Re: gzip support

From: Henrik Nordstrom <hno@dont-contact.us>
Date: Sun, 15 Dec 2002 22:49:05 +0100

On Sunday 15 December 2002 21.48, Stephen Sprunk wrote:

> Section 14.11 states:
> However, a non-transparent proxy MAY modify the content-coding
> if the new coding is known to be acceptable to the recipient,
> unless the "no-transform" cache-control directive is present in the
> message.
>
> I don't see any indication that modification of content-[en]coding
> must be off by default. One can presume that it MUST NOT be done
> by transparent proxies, but that's not explicitly stated. I can't
> think of any problems either case would cause.

It is explicitly stated.

For a hint see the definitions of "semantically transparent" and
"proxy".

For the explicit statement see first and last paragraphs of section
13.5.2 and section 13.5.1.

Short story:

* Content-Encoding is a end-to-end header (first paragraph 13.5.1) and
a proxy SHOULD NOT modify end-to-end headers (13.5.2).

* A transparent proxy MUST preserve the length of body of the message
(last paragraph 13.5.2), which pretty much rules out any
modifications and certainly rules out gzip as a "transparent"
operation.

* A non-transparent proxy MAY modify Content-Encoding or Content-Type
in order to provide some added service to the user agent unless told
not to do so by the user agent (no-transform), but when doing so it
MUST include a appropriate Warning header telling the user that the
response is modified. (13.5.2)

The whole field is non-transparent proxies is quite vagely specified
in the RFC, and there is numerous pitfalls which is not touched in
the RFC. One very obvious such pitfall is Range requests and the
relation of ETag on modified responses, but this is only one of many
cases.

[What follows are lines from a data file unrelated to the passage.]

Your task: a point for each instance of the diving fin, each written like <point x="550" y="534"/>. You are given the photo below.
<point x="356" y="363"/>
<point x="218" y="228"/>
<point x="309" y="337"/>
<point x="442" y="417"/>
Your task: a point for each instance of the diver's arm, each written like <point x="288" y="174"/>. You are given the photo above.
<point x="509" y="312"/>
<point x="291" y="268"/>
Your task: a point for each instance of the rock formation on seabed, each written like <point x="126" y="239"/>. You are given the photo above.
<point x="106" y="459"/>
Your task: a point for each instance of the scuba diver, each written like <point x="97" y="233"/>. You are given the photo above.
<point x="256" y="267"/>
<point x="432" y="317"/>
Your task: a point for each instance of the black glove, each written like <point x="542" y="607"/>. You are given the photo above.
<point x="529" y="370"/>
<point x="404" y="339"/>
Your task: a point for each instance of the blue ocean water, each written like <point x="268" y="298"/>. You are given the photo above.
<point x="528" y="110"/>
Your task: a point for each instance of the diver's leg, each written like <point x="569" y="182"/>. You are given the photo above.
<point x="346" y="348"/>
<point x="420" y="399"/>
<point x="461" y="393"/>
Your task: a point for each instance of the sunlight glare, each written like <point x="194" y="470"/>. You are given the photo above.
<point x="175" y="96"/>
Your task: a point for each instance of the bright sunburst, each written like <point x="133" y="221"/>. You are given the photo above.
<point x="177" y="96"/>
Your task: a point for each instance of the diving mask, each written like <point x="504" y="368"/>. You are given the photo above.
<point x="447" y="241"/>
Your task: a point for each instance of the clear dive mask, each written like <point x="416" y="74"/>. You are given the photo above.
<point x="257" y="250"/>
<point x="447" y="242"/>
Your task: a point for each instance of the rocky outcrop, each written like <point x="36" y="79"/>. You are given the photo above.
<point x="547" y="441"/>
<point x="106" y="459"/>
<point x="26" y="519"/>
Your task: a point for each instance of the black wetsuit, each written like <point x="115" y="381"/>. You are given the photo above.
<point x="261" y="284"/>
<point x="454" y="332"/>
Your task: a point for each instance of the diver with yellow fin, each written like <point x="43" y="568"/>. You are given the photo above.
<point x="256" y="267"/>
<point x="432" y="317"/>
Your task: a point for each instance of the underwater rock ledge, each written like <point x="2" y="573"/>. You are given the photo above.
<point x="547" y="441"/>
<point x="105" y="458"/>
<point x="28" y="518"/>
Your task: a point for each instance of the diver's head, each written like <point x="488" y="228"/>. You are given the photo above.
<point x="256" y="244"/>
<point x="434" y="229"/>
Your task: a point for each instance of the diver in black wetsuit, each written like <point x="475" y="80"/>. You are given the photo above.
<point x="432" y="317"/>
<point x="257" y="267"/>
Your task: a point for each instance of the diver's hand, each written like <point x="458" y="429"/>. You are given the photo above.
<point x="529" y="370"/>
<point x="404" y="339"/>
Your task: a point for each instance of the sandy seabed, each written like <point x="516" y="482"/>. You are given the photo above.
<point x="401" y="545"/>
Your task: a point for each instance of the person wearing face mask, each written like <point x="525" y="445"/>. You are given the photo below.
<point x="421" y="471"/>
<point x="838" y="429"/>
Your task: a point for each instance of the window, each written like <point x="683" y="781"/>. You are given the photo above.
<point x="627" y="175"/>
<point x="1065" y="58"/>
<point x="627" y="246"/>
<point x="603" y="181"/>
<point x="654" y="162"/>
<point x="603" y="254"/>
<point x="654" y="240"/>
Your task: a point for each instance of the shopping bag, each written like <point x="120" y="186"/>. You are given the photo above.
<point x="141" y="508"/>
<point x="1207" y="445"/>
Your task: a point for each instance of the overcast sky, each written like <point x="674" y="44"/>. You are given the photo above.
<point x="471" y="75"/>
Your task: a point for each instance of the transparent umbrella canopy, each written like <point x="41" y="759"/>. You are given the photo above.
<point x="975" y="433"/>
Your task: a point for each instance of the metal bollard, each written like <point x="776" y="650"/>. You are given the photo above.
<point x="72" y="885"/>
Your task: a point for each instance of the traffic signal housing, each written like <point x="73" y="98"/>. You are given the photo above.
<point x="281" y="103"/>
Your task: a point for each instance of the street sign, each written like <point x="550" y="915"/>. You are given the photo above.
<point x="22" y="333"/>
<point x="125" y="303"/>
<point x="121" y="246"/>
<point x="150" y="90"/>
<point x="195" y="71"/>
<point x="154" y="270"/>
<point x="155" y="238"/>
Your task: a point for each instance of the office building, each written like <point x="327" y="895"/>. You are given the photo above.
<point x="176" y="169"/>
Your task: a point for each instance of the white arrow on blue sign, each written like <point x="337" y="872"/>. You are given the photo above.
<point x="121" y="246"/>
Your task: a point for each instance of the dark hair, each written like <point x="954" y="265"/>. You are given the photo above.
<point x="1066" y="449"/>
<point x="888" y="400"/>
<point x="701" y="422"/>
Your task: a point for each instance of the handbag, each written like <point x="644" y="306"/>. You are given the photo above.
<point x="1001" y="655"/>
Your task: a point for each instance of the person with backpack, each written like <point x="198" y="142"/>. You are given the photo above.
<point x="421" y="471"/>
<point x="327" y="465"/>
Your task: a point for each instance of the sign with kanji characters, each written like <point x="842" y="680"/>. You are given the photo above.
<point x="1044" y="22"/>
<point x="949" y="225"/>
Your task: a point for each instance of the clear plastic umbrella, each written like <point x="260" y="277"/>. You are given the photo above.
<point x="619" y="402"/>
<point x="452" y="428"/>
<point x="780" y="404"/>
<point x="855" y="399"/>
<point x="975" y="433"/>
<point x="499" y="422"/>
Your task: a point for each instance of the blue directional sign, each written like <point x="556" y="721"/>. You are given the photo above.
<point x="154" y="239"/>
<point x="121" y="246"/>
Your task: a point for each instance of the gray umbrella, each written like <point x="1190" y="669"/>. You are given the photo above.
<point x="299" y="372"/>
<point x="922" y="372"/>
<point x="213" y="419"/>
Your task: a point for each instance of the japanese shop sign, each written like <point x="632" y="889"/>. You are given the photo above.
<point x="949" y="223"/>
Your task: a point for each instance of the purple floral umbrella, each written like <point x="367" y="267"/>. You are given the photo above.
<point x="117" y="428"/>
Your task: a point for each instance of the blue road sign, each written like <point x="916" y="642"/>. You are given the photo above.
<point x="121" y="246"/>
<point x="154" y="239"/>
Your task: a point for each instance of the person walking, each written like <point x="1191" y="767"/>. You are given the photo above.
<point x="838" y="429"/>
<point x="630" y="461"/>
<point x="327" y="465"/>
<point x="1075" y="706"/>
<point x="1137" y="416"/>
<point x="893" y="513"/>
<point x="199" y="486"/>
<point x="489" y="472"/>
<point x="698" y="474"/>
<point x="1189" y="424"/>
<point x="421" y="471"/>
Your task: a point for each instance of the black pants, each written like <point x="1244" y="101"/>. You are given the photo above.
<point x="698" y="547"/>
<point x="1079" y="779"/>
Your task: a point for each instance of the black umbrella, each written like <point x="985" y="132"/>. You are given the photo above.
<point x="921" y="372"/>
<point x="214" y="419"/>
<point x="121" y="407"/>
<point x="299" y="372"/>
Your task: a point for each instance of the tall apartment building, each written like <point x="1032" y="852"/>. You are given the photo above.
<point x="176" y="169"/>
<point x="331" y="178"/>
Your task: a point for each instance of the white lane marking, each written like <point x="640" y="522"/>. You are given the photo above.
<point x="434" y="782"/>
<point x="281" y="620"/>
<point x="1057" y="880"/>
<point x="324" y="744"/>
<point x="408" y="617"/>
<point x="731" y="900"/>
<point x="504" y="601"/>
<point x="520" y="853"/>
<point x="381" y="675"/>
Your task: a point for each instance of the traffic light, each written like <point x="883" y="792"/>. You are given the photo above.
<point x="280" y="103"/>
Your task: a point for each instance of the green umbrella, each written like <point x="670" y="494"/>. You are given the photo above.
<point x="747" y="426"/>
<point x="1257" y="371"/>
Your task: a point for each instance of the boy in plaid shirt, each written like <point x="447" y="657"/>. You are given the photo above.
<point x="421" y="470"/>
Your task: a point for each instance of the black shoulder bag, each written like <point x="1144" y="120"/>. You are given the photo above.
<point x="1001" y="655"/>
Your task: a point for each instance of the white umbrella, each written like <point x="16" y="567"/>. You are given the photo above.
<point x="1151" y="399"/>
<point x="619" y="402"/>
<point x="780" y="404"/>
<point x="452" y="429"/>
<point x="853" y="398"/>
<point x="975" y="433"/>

The only indication a of a non-transparent proxy is the
Warning: 214, but nowere is stated what effect this has on caching
and merging of responses. Careful reading of the RFC makes it quite
clear that one should not attempt to merge responses with a Warning:
214 but nowhere is this stated.

When implementing non-transparent proxies you are pretty much on your
own when it comes to unexpected sideeffects of your transformations.

I have to correct my earlier message here. A non-transparent proxy
applying content-encoding transformations SHOULD NOT modify ETag,
even if this would make the HTTP protocol work more reliably for the
clients if they ever connect via other means not using the exact same
transformations.

Note: A server MUST indicate different ETag for different
Content-Encoding, or only use weak ETag values.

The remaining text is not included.